Noise Filtering: To maximize the signal-to-noise ratio, a bandpass filter centered at the 10 Hz modulation frequency was implemented. This filter is critical as it selectively passes the desired signal frequency while rejecting broadband noise, effectively isolating the absorption information from unwanted interference.

The final conditioned analog signal is then sampled by the MCU’s integrated ADC for digital processing. The efficacy of this entire signal chain, particularly the filtering, was validated through AC analysis. This multi-step conditioning process ensures that the final digital data is a clean and accurate representation of the gas absorption, ready for feature extraction and classification.

4. Signal Processing and Feature Vector Construction

4.1. Raw Signal Pre-Processing and Denoising

The digitized output of the NDIR system is a periodic waveform whose fundamental frequency corresponds to the modulation frequency of the infrared LEDs. In addition to the useful signal component, the waveform contains broadband electronic noise and low-frequency drift originating from environmental and hardware variations. Direct time-domain analysis is therefore sub-optimal for robust pattern recognition.

To enhance the signal-to-noise ratio and isolate the gas-related information, we adopt a frequency-domain approach based on the Fast Fourier Transform (FFT) [20,21]. For each channel, an FFT is applied to the sampled time series, and the amplitude at the modulation frequency is extracted as the primary feature. This operation effectively suppresses aperiodic noise and DC drift, providing a more stable and discriminative input for the subsequent classifier.

4.2. Feature Vector Construction

For each gas sample, the control system sequentially excites the three measurement LEDs and the reference LED, yielding four time-domain signals that are processed as described above. After FFT, the amplitudes at the modulation frequency from the four channels form a raw four-dimensional feature vector. To compensate for common-mode variations such as changes in overall source intensity, detector aging, or losses in the optical path, the amplitudes of the three measurement channels are normalized by the amplitude of the reference channel. This step results in a final three-dimensional feature vector that is more robust against non-selective disturbances and more sensitive to changes in the relative composition of the gas mixture.

These normalized feature vectors constitute the input to the CNN–SVM model introduced in Section 5.

5. CNN-SVM Model

To effectively discriminate the principal component in mixed alkane gases from the processed spectral data, a hybrid intelligent model that synergistically combines a Convolutional Neural Network (CNN) and a Support Vector Machine (SVM) was developed. This section details the theoretical underpinnings of each component and the architecture of the integrated CNN-SVM model.

5.1. Convolutional Neural Network

Convolutional Neural Networks (CNNs) are a class of deep neural networks particularly renowned for their ability to automatically and adaptively learn spatial hierarchies of features from data [22,23,24,25]. While traditionally applied to image processing, their architecture is highly effective for extracting discriminative patterns from sequential or multi-channel data, such as the feature vectors generated by our NDIR system.

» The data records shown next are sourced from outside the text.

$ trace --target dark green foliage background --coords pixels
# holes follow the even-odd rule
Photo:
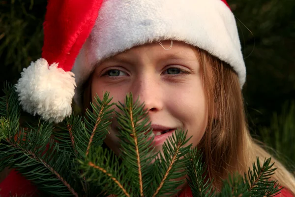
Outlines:
[[[294,149],[280,148],[295,143],[295,115],[289,123],[281,123],[288,125],[288,132],[281,131],[286,127],[272,125],[274,113],[288,114],[291,107],[286,102],[295,98],[295,1],[228,2],[236,18],[247,66],[243,93],[251,133],[295,162]],[[46,3],[46,0],[0,0],[0,89],[5,81],[16,83],[22,68],[40,57]],[[287,110],[282,112],[284,104]],[[282,135],[287,134],[283,142],[280,139],[286,136]]]

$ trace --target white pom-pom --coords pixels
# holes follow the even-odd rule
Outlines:
[[[58,66],[54,63],[49,66],[46,60],[39,59],[24,68],[16,85],[25,111],[57,123],[71,114],[76,87],[74,74]]]

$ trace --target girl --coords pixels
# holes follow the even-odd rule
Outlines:
[[[225,0],[65,1],[49,1],[43,58],[16,85],[25,111],[59,122],[71,113],[74,95],[85,109],[96,94],[110,92],[117,102],[131,92],[148,110],[156,149],[176,129],[188,130],[217,190],[229,173],[270,157],[247,130],[245,67]],[[114,119],[105,142],[118,154],[117,126]],[[295,179],[274,161],[272,178],[285,187],[278,196],[294,196]],[[21,178],[11,174],[0,184],[2,196],[17,194],[8,185]],[[191,196],[182,189],[179,196]]]

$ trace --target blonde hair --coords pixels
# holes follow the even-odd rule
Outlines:
[[[220,189],[229,173],[247,172],[259,157],[263,162],[271,157],[251,136],[247,128],[243,100],[238,76],[224,62],[197,49],[203,68],[204,89],[209,118],[206,131],[198,147],[203,152],[208,176]],[[272,178],[295,194],[295,179],[273,158],[277,168]]]
[[[203,70],[204,86],[209,118],[205,134],[198,144],[203,152],[209,178],[219,190],[229,173],[241,174],[259,157],[263,162],[271,156],[258,145],[247,129],[238,78],[233,68],[218,58],[199,48],[197,56]],[[91,101],[91,74],[84,86],[83,112]],[[295,179],[274,158],[277,168],[272,178],[295,194]]]

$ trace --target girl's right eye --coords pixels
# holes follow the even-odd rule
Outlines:
[[[119,76],[126,76],[127,75],[127,73],[122,70],[117,69],[112,69],[106,71],[102,75],[106,75],[109,77],[118,77]]]

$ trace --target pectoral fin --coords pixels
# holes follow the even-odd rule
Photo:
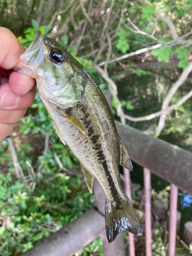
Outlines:
[[[133,170],[132,162],[125,148],[125,146],[122,144],[122,142],[119,138],[119,144],[120,144],[120,165],[130,170]]]
[[[63,117],[69,121],[70,123],[72,123],[73,126],[74,126],[78,131],[80,131],[83,136],[85,136],[88,139],[88,135],[86,133],[86,130],[83,127],[81,122],[76,118],[71,112],[67,111]]]
[[[86,186],[90,190],[90,193],[92,193],[93,191],[93,184],[94,184],[94,175],[91,174],[91,173],[87,170],[82,164],[81,164],[82,166],[82,173],[83,173],[83,175],[84,175],[84,179],[85,179],[85,182],[86,183]]]
[[[58,129],[58,125],[56,124],[55,122],[54,122],[54,120],[53,120],[53,123],[54,123],[54,129],[55,129],[55,130],[56,130],[58,137],[60,138],[60,139],[61,139],[61,141],[62,142],[62,143],[63,143],[64,145],[66,145],[66,142],[65,142],[65,141],[62,139],[62,134],[60,134],[60,130],[59,130],[59,129]]]

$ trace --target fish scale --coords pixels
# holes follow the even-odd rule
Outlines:
[[[55,130],[79,159],[90,191],[94,178],[101,184],[106,195],[109,242],[122,230],[142,235],[118,171],[119,164],[131,170],[131,161],[108,103],[89,72],[66,49],[40,32],[21,56],[18,71],[36,79]]]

A typical CNN architecture consists of an input layer, one or more convolutional layers, pooling layers, and an output layer [26]. The key innovation of CNNs lies in the convolutional layers, which employ local connectivity and shared weights. Neurons in a convolutional layer are connected only to a local region of the input, allowing the network to learn localized patterns. By sharing weights across the entire input field, the network significantly reduces the number of trainable parameters (w, b), which accelerates training and mitigates the risk of overfitting. The structure of a fundamental CNN model is illustrated in Figure 3.

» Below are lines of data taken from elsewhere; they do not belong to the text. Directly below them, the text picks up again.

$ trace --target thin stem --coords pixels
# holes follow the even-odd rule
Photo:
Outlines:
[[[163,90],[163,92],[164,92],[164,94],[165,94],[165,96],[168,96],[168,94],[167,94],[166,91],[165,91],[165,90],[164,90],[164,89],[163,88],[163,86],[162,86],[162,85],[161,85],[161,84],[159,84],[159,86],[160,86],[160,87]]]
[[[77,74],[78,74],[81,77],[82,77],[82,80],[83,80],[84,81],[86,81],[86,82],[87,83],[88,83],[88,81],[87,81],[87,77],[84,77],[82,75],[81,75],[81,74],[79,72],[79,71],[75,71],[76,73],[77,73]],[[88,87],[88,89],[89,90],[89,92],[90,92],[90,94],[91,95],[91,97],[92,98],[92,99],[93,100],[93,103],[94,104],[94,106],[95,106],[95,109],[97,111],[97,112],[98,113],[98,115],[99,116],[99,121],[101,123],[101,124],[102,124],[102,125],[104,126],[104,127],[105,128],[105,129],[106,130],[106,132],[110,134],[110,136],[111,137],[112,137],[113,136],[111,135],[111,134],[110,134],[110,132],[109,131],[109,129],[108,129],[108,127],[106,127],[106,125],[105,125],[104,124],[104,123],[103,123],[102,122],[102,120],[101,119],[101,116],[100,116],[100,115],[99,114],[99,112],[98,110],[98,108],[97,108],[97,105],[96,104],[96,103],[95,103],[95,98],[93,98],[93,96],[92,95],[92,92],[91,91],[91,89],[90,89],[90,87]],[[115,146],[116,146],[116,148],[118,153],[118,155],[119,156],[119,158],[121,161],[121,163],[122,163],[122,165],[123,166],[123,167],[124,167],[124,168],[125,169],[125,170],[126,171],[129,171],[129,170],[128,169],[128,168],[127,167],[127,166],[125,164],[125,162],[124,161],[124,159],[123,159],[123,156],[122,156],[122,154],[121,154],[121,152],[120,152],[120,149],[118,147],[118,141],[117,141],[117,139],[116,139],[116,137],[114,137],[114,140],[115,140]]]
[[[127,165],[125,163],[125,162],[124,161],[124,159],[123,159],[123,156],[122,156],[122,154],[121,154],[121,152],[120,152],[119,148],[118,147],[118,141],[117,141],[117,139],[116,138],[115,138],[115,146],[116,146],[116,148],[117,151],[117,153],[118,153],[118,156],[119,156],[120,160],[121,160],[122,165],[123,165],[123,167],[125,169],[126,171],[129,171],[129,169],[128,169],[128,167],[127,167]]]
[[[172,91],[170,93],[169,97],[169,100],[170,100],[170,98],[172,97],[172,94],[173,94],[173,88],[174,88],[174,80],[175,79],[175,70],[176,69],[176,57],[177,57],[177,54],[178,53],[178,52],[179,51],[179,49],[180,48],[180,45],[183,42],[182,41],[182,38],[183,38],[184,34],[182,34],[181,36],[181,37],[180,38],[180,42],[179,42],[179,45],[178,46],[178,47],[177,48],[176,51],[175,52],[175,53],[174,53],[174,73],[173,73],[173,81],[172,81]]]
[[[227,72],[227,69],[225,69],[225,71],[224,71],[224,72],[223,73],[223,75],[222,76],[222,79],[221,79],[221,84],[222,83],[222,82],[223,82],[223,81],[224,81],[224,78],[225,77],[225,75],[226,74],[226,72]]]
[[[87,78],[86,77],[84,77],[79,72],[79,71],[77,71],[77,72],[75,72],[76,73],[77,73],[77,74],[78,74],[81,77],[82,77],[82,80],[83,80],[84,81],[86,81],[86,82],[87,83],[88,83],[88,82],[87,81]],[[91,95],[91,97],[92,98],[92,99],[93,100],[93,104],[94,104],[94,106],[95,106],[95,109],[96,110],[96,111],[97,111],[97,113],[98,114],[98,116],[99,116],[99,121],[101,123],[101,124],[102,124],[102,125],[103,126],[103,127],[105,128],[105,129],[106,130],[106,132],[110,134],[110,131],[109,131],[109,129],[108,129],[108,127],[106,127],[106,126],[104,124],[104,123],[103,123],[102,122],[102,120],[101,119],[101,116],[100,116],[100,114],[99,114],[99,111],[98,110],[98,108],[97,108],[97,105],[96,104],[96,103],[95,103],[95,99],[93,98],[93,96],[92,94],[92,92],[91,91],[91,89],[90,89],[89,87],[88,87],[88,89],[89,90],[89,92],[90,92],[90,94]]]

5.2. Support Vector Machine

To benchmark and complement the neural network’s performance, the Support Vector Machine (SVM), a powerful and widely used supervised learning algorithm, was employed. SVM is particularly effective for classification tasks, demonstrating high accuracy, robust performance with small-to-medium sized datasets, and excellent generalization capabilities by being less prone to overfitting than other models like decision trees.

The core principle of SVM is to find an optimal hyperplane that maximally separates data points of different classes in a high-dimensional feature space. This hyperplane is determined by identifying the support vectors—the data points closest to the decision boundary. The objective of the SVM algorithm is to maximize the margin, which is the distance between the hyperplane and the nearest support vector from either class. A schematic of SVM classification is shown in Figure 4.

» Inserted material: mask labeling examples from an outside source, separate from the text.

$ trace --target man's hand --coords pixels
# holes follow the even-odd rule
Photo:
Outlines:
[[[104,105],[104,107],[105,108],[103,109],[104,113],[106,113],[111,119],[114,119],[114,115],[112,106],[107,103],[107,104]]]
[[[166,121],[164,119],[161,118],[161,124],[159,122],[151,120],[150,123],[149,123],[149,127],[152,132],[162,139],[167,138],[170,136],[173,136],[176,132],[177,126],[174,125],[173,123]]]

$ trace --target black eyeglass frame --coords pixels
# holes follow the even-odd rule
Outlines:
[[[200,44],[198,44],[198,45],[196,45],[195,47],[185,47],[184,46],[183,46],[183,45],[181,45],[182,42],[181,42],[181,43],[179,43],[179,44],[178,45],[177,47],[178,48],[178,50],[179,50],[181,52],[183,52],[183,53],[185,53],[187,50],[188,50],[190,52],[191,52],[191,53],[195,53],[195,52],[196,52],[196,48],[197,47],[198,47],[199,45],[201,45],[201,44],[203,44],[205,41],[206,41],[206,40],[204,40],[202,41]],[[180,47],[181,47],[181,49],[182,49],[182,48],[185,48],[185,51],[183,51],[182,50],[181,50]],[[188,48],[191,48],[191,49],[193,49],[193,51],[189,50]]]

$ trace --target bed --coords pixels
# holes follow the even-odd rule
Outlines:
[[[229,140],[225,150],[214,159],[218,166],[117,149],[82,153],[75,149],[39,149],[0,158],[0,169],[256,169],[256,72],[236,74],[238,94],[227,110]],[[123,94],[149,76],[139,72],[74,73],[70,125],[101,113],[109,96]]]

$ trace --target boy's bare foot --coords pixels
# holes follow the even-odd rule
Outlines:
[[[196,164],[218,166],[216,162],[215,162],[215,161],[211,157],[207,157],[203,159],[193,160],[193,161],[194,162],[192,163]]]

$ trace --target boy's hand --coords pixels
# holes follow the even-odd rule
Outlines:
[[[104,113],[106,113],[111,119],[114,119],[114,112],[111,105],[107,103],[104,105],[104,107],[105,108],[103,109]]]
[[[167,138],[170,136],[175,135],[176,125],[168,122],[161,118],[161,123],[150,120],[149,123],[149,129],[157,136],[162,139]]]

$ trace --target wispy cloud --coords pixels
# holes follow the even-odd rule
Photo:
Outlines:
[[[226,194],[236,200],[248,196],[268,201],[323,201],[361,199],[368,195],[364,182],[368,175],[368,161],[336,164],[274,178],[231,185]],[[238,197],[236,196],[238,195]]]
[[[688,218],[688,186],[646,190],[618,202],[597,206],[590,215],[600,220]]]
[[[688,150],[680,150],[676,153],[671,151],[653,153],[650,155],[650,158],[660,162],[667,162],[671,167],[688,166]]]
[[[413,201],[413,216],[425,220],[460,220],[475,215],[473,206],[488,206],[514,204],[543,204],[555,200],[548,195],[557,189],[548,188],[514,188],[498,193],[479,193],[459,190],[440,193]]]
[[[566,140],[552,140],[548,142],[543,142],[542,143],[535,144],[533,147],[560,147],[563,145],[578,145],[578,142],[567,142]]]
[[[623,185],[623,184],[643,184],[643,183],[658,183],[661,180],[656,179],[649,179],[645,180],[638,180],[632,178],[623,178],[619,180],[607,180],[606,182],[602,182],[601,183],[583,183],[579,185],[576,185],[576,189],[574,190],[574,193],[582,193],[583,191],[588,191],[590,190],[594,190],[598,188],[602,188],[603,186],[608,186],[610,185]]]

For a linearly separable dataset, the distance from the nearest point to the decision boundary is given by:

d i s = (x, b, w) = |\frac{w^{T}}{∥w∥} (x - x^{'})| = \frac{1}{∥w∥} | w^{T} x |,

(1)

Simplifying the distance from the point to the line yields:

d i s = \frac{w^{T} ϕ (x_{i}) + b}{∥ w ∥},

(2)

The optimization objective is therefore to maximize the margin, which is equivalent to minimizing:

a r g \underset{w, b}{m a x} = \{\frac{1}{∥w∥} \underset{i}{m i n} [y_{i} (w^{T} ϕ (x_{i}) + b)]\},

(3)

The constraint

(y_{i} y (x_{i}) \geq 1)

is obtained by performing the deflation transformation, and from the above equation, it is only necessary to consider

a r g \underset{w, b}{m a x} = \frac{1}{∥w∥}

, and choose the appropriate values of

w

and

b

so that

\frac{1}{∥w∥}

reaches the maximum. In order to facilitate the objective function operation, the problem of finding the maximum of

\frac{1}{∥w∥}

is transformed into the problem of finding the minimum of

∥w∥

, which eventually evolves into the value of

\underset{w, b}{m i n} \frac{1}{2} w^{2}

. In order to solve the situation that the existence of noise points in the data leads to the poor effect of classification line, the parameter relaxation factor

ξ

is introduced to make

y_{i} (w x_{i} + b) \geq 1 - ξ_{i}

, called soft interval optimization, and the new objective function is converted to

\underset{w, b}{m i n} \frac{1}{2} ∥ w ∥^{2} + C \sum_{i = 1}^{n} ξ_{i}

, when

C

tends to infinity, it means that the classification is stricter and cannot have errors, and conversely when

C

tends to infinity, it means that it can have greater error tolerance. To solve the problem of linear indivisibility, the kernel function is introduced for dimensional transformation, and the categories that are indivisible in one-dimensional space are transformed to two-dimensional space for segmentation.

5.3. CNN-SVM

To capitalize on the distinct strengths of both models, this study proposes a hybrid CNN-SVM architecture. This approach leverages the CNN’s superior capability for automated feature learning and the SVM’s robustness in performing classification, particularly in high-dimensional feature spaces. It has been demonstrated that replacing the standard fully connected and softmax layers of a CNN with an SVM classifier can improve generalization and overall classification performance [27].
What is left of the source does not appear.